Un bebé. Su bebé. ¿Sería un niño? ¿Se parecería a él? Este debería ser el momento más feliz de su vida. Sin embargo, se sentía como si el peso del mundo le hubiera caído sobre los hombros.
Y entonces, justo antes de dormirse, Carson le recordó que él se marcharía pronto.
– Me marcho a Tahití justo después de la inauguración -dijo tomándola en sus brazos-. ¿Vendrás conmigo?
Se lo preguntaba a pesar de que ya sabía la respuesta. Ella se volvió e intentó sonreír.
– Me encantaría ir contigo. Ya lo sabes.
– Pero no puedes -dijo él contestando por ella. Y en sus ojos apareció algo parecido a la rabia.
Ella asintió, sin poder articular palabra.

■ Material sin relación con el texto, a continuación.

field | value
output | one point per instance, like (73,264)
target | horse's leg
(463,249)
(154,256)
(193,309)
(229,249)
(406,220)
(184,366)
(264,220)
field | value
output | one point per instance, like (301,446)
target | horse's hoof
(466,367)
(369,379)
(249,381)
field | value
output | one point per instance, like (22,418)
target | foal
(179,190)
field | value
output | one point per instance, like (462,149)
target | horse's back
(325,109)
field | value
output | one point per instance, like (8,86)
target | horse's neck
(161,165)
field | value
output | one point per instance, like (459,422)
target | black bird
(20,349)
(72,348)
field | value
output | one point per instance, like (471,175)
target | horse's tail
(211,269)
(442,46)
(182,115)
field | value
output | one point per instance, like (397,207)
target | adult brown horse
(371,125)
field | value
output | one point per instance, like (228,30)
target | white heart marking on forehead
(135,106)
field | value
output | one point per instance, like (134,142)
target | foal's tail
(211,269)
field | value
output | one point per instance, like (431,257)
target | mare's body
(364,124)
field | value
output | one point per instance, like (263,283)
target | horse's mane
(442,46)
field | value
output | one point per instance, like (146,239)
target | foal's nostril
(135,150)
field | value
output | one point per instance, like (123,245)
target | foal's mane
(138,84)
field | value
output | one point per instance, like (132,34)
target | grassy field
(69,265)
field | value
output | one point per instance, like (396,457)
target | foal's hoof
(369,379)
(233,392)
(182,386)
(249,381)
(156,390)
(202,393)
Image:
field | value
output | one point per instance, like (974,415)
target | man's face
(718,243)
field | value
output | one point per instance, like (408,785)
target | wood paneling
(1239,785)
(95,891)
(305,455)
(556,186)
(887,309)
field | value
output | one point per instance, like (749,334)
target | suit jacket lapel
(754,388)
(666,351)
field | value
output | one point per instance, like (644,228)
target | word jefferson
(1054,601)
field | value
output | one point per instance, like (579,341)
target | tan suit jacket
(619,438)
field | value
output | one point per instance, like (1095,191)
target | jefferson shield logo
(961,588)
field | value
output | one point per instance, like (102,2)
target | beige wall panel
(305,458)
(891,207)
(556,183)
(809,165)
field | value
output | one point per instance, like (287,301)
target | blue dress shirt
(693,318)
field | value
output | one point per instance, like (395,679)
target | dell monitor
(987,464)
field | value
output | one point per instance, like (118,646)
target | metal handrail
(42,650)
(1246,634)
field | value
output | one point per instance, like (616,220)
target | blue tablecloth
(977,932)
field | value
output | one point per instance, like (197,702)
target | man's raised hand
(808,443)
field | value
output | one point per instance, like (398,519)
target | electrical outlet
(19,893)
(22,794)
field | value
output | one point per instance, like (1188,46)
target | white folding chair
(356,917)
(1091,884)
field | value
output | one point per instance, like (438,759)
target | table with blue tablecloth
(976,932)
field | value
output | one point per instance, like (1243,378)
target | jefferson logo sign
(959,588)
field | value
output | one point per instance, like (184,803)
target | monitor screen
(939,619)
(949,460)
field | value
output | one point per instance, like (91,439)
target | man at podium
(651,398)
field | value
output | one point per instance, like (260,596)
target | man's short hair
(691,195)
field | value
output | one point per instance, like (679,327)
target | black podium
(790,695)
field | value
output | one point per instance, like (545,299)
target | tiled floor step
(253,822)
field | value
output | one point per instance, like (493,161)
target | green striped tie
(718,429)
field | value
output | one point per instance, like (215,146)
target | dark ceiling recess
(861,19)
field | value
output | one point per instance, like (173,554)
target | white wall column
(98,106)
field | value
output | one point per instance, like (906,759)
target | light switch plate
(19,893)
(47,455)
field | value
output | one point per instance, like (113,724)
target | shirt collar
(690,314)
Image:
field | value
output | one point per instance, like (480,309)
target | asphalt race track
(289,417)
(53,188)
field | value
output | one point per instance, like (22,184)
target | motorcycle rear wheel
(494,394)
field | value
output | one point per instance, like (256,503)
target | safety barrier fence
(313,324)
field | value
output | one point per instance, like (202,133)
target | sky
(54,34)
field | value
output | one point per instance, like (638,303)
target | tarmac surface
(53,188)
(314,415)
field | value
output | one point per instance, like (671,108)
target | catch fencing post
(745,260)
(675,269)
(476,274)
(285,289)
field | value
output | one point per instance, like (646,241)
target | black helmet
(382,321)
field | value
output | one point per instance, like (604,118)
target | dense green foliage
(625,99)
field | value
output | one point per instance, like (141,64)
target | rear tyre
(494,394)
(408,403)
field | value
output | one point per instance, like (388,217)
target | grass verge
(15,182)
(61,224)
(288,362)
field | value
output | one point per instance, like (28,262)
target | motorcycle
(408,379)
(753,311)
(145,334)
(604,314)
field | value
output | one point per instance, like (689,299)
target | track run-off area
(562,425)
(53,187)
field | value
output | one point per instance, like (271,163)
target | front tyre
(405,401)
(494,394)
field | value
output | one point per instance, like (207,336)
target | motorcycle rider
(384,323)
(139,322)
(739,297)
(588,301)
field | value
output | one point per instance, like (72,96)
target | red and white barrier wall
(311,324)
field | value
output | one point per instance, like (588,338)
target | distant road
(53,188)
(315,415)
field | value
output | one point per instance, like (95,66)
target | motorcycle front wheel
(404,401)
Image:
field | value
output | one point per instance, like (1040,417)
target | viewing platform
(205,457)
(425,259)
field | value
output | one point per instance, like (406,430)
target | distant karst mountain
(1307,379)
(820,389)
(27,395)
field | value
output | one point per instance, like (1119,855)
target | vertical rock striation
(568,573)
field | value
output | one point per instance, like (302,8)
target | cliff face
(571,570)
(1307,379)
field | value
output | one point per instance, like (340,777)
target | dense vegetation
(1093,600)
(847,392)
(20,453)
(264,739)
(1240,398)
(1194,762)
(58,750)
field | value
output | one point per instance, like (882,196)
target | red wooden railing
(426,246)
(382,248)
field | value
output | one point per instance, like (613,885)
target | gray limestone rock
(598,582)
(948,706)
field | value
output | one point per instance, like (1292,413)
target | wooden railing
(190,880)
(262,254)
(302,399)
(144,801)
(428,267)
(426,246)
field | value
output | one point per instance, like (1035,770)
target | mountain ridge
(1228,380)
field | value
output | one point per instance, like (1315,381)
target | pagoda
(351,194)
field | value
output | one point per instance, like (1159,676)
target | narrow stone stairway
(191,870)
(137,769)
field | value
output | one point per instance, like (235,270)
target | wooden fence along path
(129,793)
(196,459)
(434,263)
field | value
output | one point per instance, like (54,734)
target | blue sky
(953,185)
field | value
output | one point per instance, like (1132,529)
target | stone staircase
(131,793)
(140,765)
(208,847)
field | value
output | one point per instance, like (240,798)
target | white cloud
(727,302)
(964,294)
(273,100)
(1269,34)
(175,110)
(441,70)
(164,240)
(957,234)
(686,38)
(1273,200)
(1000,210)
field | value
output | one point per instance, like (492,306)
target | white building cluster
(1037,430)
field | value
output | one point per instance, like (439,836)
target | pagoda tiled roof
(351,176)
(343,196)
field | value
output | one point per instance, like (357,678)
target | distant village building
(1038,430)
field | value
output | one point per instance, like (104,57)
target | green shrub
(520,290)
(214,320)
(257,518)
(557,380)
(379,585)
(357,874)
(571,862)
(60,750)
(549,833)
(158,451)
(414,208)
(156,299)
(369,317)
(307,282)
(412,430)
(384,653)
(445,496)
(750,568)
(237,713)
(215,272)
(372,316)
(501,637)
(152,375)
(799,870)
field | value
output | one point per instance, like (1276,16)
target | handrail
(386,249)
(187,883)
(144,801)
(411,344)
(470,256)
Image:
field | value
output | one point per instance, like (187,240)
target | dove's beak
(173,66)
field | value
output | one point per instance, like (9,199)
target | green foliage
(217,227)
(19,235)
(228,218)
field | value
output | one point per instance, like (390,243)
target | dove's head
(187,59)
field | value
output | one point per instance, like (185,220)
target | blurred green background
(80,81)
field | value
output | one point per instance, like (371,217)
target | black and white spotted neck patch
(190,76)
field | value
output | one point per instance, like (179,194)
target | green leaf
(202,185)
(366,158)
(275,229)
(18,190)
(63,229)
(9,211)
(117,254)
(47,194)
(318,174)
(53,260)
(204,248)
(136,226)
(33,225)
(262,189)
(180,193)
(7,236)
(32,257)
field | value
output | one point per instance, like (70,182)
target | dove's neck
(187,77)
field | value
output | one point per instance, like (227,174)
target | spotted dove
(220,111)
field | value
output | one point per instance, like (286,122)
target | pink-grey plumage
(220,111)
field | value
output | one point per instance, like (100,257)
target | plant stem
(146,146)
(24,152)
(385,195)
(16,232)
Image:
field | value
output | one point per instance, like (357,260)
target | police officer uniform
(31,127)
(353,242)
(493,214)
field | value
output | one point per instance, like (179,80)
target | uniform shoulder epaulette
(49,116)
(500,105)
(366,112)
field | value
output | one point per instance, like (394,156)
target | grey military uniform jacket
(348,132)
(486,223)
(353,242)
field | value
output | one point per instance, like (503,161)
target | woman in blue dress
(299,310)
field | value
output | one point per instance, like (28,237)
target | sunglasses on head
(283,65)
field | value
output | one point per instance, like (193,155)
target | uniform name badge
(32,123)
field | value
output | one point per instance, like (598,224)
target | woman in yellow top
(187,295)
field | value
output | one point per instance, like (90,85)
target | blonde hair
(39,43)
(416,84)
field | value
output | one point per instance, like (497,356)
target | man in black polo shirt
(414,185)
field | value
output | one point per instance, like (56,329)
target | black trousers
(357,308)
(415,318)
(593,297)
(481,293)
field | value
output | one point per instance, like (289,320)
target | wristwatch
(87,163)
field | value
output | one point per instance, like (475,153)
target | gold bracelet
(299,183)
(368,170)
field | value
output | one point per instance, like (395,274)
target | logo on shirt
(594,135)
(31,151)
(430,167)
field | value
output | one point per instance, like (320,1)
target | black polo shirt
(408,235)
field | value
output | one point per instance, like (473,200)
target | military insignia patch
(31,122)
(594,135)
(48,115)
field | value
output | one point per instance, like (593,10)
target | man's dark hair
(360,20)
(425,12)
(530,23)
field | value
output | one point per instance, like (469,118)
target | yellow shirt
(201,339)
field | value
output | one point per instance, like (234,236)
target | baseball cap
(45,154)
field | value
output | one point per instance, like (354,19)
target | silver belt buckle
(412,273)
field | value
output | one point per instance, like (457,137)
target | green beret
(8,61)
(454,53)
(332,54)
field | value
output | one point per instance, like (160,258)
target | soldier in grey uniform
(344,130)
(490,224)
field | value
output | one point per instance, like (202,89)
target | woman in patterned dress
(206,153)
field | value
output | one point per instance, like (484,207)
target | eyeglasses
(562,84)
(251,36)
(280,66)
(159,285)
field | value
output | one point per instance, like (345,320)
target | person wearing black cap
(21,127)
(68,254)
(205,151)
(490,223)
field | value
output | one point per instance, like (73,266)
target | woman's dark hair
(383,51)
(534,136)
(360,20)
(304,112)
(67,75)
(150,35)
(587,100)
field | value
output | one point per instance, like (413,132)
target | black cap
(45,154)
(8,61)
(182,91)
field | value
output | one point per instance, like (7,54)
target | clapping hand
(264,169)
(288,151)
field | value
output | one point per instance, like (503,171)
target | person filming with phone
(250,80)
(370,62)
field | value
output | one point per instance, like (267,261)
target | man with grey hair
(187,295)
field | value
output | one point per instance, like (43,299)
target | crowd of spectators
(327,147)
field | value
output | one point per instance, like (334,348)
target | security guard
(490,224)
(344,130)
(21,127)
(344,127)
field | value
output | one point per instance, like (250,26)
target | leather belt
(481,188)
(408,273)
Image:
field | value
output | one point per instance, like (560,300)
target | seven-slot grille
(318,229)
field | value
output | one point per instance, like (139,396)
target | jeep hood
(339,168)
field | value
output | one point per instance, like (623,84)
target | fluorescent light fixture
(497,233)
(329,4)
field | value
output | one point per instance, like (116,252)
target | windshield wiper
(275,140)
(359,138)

El se dio la vuelta y se puso a mirar el océano. Sentía su alma llena de desesperación. No sabía qué iba a hacer sin ella. ¿Debería quedarse?
No. No podía quedarse. Quedarse sería lo mismo que hacerle promesas que nunca podría cumplir. Quedarse sería una mentira. Tenía que marcharse.
Lisa levantó la vista, preguntándose por qué Carson había quedado en silencio. Estaba tan frío, tan inexpresivo. Sabía que estaba preocupado, pero no estaba segura de cuál era la razón. ¿Debería contárselo? ¿Qué haría él cuando se enterara?